Friday 28 September 2012

Leave the wylus on

I should introduce the rest of the cast as well. Today, let's look at the ideal piano parent. Joy asked me to teach Amelie, the eldest of her two kids about five years ago now when she was six. Joy has recognised music among the many gifts her children have. Perhaps when they were in the cradle they'd perk up when a certain song came on the *wylus. Perhaps they'd sing or clap along with the TV as toddlers. And it would be in tune or in time. Then, without being pushy she's given them an opportunity to learn in a more structured way. She's provided good equipment - in this case a nice Yamaha piano - because sometimes it's counterproductive to learn on any old thing (although that didn't do me any lasting harm). She's attended the lessons and learned alongside the children and managed to get to a pretty good standard herself. In the early days she brought Spiro, the younger one along to the sessions to soak up the music and, who knows,to pick up some of the tuition.
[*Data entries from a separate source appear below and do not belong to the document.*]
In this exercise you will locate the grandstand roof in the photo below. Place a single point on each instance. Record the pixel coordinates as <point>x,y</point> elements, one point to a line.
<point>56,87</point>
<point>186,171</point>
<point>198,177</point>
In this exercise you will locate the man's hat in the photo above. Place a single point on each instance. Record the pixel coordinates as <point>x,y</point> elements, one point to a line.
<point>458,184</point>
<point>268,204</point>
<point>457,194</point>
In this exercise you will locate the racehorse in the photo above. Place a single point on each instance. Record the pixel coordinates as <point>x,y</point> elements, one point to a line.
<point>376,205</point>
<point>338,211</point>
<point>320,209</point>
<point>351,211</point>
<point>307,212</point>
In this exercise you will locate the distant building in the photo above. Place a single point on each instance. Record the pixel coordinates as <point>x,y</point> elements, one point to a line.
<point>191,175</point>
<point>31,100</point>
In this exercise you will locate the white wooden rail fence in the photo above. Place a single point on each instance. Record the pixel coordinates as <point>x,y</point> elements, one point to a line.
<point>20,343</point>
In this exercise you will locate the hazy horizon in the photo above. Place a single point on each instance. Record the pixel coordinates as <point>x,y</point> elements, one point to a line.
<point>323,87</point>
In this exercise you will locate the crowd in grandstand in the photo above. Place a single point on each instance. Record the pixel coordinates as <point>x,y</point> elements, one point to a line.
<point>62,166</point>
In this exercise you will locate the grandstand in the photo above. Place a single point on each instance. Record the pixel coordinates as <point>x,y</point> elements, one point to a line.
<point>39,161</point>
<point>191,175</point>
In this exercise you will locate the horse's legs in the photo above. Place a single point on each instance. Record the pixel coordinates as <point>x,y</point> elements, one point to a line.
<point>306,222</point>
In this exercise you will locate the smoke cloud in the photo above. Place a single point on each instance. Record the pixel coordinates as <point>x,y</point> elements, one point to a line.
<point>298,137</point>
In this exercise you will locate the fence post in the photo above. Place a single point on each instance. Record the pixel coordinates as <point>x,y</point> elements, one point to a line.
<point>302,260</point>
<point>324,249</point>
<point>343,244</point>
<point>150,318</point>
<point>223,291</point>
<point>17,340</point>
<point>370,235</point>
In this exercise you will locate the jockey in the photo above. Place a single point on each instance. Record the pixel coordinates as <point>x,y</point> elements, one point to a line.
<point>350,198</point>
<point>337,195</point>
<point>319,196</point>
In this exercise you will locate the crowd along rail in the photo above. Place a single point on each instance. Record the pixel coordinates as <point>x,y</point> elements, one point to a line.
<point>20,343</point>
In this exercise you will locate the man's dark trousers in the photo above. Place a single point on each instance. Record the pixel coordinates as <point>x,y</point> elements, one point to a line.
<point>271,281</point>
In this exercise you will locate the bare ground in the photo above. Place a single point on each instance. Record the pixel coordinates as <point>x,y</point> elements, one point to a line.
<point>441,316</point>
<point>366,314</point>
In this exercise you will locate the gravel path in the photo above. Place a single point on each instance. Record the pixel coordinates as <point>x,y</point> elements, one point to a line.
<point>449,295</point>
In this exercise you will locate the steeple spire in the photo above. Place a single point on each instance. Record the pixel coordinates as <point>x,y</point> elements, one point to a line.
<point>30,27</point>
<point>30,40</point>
Now, it's been said that even the infant Mozart had to put in the same practice time as anyone else and I think that's very true. Once, the composer Clementi was involved in a piano playing competition with Wolfgang Amadeus and came off worse but he was right to point out, ruefully, "Even the genius has to practice scales in thirds with each hand." So, above all, without being overbearing, Joy has supervised the piano practice and has come along with questions and problems to be resolved. Without having unreasonable expectations, she's had unlimited faith in Amelie and Spiro to be the best they can be. When they had to move to Houston, Texas she searched out the best teacher she could find. But - and it's lovely for me - even at a distance of nearly five thousand miles she's found a way of letting her children keep in touch with their first teacher. That's Skype. *Wylus? In Britain we sometimes still call the radio the wireless. I saw a small ad in the Gwent Gazette here in South Wales trying to sell a used car. What did it have? Supercharged engine? Check. Sporty wheel trims? Check. Wylus? Check. So, I always say wylus. And the ideal piano parent always has the wylus on at home.

Wednesday 26 September 2012

Why me? Why me?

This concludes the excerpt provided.